Lo verdaderamente relevante en este tipo delictivo es el matiz que introduce la Sentencia del Tribunal Constitucional 120/2005 en relación al elemento subjetivo de la conducta punible. Se distingue claramente entre el fraude de ley y la acción u omisión con verdadera trascendencia penal. Hay fraude de ley cuando se aplica una norma de cobertura no para incumplir con la ley tributaria, sino para aprovecharse de un medio jurídico más favorable, que sea más ventajoso con el propósito de disminuir la carga fiscal.
El Tribunal Constitucional destaca que "En el fraude de ley, al contrario que en la simulación, no concurre el elemento subjetivo propio de la defraudación tributaria, esto es, un ánimo específico de ocasionar el perjuicio típico mediante una acción u omisión dolosa directamente encaminada a ello, sin que baste para la existencia del delito o infracción tributaria la existencia de un perjuicio o merma de los ingresos de la Hacienda Pública."
El Tribunal Supremo en consonancia con esta teoría ha entendido que el ánimo de defraudar absorbe conductas tan graves como la falsificación o las anomalías sustanciales en la contabilidad, así como la negativa u obstrucción de la acción investigadora.

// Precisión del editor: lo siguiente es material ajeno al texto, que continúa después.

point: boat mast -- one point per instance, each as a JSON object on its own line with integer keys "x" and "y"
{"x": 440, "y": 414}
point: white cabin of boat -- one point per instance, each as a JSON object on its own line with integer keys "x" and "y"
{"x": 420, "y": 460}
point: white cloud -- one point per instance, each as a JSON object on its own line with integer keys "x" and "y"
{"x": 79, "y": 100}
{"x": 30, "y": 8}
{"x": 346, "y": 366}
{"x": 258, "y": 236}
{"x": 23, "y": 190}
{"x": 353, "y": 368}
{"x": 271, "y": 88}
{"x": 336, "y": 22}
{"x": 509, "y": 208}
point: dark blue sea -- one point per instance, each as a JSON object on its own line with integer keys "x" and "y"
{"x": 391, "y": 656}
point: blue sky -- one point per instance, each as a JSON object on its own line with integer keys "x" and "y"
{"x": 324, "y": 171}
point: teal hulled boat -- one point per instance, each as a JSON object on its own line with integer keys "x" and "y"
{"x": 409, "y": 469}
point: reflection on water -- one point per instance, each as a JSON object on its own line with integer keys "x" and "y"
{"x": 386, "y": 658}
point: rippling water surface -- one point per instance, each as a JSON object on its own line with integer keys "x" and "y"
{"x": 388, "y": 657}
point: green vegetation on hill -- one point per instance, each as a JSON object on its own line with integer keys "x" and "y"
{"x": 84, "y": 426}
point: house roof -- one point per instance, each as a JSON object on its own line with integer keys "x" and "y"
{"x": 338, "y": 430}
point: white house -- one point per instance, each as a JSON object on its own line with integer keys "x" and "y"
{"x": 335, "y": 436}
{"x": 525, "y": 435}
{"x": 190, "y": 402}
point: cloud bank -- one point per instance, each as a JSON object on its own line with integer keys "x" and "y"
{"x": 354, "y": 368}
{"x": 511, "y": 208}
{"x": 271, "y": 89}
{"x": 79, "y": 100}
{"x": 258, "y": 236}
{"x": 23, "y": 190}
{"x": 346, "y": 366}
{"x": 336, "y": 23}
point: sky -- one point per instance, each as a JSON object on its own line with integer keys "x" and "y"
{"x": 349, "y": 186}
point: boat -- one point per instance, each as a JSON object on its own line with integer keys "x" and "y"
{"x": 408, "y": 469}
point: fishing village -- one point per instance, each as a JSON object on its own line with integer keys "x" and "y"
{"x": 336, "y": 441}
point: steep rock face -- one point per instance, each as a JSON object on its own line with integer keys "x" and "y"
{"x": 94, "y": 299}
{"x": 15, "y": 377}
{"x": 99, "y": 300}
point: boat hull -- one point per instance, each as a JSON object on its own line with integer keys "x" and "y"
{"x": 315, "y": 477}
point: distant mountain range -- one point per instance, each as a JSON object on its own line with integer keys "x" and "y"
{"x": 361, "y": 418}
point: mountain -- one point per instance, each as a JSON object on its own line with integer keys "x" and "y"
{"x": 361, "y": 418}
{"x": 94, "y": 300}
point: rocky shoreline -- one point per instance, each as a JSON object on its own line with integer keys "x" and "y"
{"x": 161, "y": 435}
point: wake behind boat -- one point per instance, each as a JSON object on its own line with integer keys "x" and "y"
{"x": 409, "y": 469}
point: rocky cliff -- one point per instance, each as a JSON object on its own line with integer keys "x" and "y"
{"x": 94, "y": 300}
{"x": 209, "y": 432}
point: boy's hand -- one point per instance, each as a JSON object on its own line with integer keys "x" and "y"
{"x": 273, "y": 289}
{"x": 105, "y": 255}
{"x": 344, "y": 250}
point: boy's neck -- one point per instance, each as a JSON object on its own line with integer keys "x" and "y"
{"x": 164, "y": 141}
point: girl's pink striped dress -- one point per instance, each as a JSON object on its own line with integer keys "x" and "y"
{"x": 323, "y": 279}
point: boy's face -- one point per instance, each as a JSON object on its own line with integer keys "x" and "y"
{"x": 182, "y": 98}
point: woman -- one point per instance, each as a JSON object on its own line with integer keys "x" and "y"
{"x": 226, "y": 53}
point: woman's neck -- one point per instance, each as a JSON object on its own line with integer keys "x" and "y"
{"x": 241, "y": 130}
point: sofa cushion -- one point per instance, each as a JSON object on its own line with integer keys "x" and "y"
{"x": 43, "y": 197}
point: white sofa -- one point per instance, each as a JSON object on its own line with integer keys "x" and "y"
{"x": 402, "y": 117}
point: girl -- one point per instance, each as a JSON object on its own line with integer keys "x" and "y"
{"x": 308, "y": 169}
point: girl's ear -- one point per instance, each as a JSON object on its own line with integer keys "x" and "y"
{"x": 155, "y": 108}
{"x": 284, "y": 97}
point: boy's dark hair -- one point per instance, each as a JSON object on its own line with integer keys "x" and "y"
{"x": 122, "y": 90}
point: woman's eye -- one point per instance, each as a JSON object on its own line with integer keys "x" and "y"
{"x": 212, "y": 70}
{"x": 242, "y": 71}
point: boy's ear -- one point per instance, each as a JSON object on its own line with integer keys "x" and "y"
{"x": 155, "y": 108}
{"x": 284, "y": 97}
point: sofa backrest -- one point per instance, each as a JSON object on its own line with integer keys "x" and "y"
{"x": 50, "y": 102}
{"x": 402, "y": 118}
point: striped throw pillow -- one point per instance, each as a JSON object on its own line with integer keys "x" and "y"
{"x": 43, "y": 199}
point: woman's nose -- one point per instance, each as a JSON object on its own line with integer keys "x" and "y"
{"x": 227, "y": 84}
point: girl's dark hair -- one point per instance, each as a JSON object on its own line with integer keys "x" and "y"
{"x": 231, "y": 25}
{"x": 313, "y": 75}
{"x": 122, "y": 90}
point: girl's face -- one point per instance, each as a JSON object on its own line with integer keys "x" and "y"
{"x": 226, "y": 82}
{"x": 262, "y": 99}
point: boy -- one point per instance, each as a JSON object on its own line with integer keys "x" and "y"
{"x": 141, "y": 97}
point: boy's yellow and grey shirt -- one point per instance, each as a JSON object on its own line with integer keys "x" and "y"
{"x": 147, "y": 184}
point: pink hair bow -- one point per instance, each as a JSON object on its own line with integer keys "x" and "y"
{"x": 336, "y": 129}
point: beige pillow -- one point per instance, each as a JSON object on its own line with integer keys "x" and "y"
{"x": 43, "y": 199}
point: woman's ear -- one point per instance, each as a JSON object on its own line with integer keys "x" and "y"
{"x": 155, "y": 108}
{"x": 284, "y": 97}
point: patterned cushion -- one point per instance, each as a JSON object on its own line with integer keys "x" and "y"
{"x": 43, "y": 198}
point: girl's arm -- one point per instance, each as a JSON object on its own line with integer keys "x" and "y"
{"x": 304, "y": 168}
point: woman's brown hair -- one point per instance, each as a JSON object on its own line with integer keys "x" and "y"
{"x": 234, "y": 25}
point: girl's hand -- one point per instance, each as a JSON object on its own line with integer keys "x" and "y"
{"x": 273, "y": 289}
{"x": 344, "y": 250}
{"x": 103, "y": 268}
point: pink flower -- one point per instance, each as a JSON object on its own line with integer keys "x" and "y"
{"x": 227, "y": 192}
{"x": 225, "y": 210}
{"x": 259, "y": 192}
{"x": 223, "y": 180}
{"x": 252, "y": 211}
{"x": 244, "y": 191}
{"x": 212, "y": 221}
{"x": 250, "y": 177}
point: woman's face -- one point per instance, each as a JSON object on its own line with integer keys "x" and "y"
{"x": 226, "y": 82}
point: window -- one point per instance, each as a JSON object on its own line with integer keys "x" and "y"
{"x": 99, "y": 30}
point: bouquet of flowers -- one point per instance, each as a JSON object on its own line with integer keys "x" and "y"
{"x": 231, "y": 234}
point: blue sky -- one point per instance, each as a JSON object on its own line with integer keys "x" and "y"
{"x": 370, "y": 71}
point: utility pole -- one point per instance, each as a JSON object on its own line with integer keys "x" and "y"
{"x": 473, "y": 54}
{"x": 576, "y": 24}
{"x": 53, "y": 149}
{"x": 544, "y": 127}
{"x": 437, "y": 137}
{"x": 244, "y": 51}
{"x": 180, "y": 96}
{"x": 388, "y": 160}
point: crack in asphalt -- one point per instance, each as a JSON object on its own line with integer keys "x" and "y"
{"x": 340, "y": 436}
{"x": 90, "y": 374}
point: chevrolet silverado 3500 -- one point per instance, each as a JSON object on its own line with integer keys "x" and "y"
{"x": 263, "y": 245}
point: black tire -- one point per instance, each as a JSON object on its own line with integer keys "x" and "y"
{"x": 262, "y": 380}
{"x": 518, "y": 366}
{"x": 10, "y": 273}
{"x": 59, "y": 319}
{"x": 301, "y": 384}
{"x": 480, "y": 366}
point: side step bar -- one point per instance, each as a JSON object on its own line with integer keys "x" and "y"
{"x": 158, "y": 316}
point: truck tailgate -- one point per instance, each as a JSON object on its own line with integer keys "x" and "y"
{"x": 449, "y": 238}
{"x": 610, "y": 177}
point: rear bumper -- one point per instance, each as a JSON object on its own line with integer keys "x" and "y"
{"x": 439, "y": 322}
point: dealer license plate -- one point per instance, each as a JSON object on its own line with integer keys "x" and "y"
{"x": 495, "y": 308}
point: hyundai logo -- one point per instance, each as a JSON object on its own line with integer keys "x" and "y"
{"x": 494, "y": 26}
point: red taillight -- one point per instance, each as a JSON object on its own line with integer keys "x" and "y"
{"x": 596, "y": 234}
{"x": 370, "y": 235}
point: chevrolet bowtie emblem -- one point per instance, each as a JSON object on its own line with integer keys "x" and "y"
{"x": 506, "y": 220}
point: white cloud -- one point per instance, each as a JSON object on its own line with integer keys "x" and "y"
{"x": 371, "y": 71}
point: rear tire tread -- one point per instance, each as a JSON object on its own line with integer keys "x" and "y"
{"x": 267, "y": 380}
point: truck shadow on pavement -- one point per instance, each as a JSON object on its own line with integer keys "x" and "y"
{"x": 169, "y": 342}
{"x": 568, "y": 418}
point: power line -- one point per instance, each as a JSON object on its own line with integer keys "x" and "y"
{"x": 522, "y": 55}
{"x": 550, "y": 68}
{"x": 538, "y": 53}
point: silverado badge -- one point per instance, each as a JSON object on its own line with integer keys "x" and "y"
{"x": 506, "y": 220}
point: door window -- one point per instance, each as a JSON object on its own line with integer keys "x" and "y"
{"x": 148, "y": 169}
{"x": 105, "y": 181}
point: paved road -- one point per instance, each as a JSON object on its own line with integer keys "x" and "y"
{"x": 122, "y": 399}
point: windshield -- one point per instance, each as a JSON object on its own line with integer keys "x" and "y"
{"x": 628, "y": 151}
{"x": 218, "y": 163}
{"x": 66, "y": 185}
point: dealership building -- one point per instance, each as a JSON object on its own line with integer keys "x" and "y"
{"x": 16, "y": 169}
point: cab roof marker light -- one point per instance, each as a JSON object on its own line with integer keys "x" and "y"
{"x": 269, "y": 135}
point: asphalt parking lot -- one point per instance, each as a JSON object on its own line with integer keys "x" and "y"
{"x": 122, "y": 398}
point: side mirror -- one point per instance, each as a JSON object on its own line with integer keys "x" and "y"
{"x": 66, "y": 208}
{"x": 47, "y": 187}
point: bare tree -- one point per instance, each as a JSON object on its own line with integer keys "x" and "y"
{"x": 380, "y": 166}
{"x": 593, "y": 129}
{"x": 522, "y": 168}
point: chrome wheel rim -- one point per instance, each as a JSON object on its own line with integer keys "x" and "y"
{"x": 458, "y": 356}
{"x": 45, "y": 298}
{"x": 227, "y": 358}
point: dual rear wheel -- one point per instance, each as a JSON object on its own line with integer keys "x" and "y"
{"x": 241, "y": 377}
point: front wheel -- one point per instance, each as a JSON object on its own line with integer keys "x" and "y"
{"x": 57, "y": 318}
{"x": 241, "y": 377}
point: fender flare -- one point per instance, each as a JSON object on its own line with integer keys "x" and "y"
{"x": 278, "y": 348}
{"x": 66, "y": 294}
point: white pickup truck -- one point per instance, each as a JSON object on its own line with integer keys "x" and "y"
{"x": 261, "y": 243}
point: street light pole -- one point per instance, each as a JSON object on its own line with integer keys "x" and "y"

La doctrina científica exige un dolo consciente en el conocimiento de las obligaciones fiscales, es decir, de las circunstancias que generan la obligación de tributar, y que se concretan en la exigencia de que la concurrencia del elemento subjetivo requiere que el autor haya obrado "con un ánimo defraudatorio" que se manifieste en la conciencia clara y precisa del deber de pagar y la voluntad de infringir ese deber (Sentencia de 26 de noviembre de 2008).
El delito fiscal es un ejemplo de la evolución de la incriminación de los delitos que integran el derecho penal económico en una progresiva ampliación de las conductas delictivas que abarcan todas las modalidades de cumplimiento de las obligaciones tributarias, limitándose, por otro lado, la regularización de la situación tributaria a la iniciación por la Administración de las actuaciones tendentes a la "determinación de las deudas tributarias objeto de regularización", y antes incluso de que se inicien las actividades procesales por parte del Ministerio Fiscal, la Abogacía del Estado y su homólogo en la Administración autonómica, local o foral; e incluso la actuación de oficio por parte del Juez en la práctica de diligencias de investigación .
Existe, por tanto, una exigencia muy acotada en el tiempo de la exención y una amplitud de la conducta delictiva que hace más contundente la respuesta penal en este tipo de delitos. Por esta razón los tribunales han buscado un equilibrio en aras a evitar una hipercriminalización de conductas que no eran más que irregularidades contables, relevantes a efectos administrativos pero excesivamente gravosas desde un punto de vista penal. Con el objeto de llevar a la práctica el principio de "ultima ratio" del derecho penal, en el delito fiscal los jueces han jugado un papel de ponderación de las consecuencias adversas en la población que hubiera dado lugar a efectos confiscatorios (no olvidemos que la multa es del tanto al séxtuplo de la cuantía defraudada) y por ello se ha exigido desde el análisis del elemento subjetivo del tipo un dolo directo, una conducta mendaz, que implique una maniobra de ocultación tributariamente relevante.